Long title to this post I know.
Here’s the deal- being single is hard. People can pretend like it isn’t and want you to talk about rainbows and butterfly’s but it is hard. Why do you think people cry at weddings? It’s a primal urge to find someone who loves you and can share a life with you.
From the beginning of time marriage, love, companionship was defined as a part of human nature. God told Adam and Eve ‘it is not good for man to be alone’.
So where does that leave us singlites? We have to set the primal needs aside and most of the time pretend like they don’t really matter, like we are strong enough, independent enough to not need them. Sometimes we even fool ourselves into believing we are better because of our defiance of human nature but this is mostly lip service for an ache that is always there. It may cause us to feel defensive because like any wounded creature we bark back at those encircling us.
Fortunately most of us have to function so we bottle up that ache and only bring it out from time to time when we feel pricked or particularly bruised. You try to remain hopeful but then you’ll have a moment where you are driving and you realize ‘I haven’t been on a date in a year’. How did this happen? It’s hard to feel hopeful in those moments.
That’s where this blog comes into play. The fact is I can only get so far by myself. Think about it- in the rush for self improvement I will only improve those things that are the most natural and pleasant for me to address. There is no companion or helpmeet to give me a dope slap and say ‘shape up’.
And friends are amazing but typically not present enough on a daily or even weekly basis to provide the type of feedback a girl needs for true change and growth. They are the happiness in life but as far as life coaches they can fall short. Even parents as great as they are can find it hard to relate to the worries and fears of a single, solitary life.
So, you put on your happy face and you share your feelings in the one way you have. Sometimes I feel like this blog is my spouse and that I’m wondering what he would say and what suggestions he would offer. I wonder what movies he will like and if he is a reader or thinker like me. Does he like sports? Is he good with kids or a bit of a mess like me? For a second you can suspend belief and talk to him through the great mass of internet blur.

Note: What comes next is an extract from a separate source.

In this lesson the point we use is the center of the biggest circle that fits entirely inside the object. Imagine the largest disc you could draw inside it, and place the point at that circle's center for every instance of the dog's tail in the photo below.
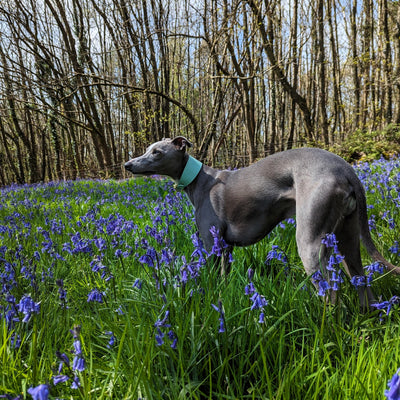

I’ve always said that the greatest compliment I could receive is if someone read my blog and then wanted to go on a date with me. It would be like someone seeing my heart and then saying ‘I like that. I’d like to learn more’.
At least I know for sure that God does understand. And he has His reasons for any challenge. If there are things I need to improve He will tell me. I do not have to wait until heaven to get the dope slap from deity. Believe me. I’ve felt it and I’ve lived it. That makes all the difference.
But…you still miss and wonder and cry a little. And then you talk to Him and write to the world with hope and gratitude.
That’s what its all about.
Here’s the deal- Being alive is hard and no matter who tells you to think of butterfly’s and rainbows it is but there are outlets and hopes. He does make a way to not be alone.
Nobody ever reads my thoughtful, pondering posts so if you agree or learned something let me know. 😉
ps. If anyone wants to set me up I’m totally game. See I’m still hopeful. 😉
pps. Hopefully this post isn’t too depressing. I just have to share my feelings in the outlets I have. Thank you!
One thing that my nursing school instructors drummed into us, is that pain is whatever the patient says it is. Keep talking. We’re listening. Isaiah 25:8, Revelation 7:17, Revelation 21:4
Thanks. That’s a beautiful thought about pain. Really. It means a lot to have this outlet to talk and maybe even vent a little. I am very grateful. Those are beautiful scriptures too. Thank you
Thank you for doing this blog! I too am a single LDS girl over 40 and found that I really have no reason to go to the singles activities… we don’t have a mid-singles congregation in my area, and i find that most of the times there are 50 people there and 40 of them are women. It seems quite often that there really isn’t a place for us.. and we often get stuck in primary (I did, twice – once when I just moved into a ward where I didn’t know the children or the parents). And friends who have been married for many years think they understand because they were single once too. They don’t understand the difference between being single at 20 versus being single at 40 in a group that now has a 30-40 year age span. Anyway, thanks, i’m enjoying the read!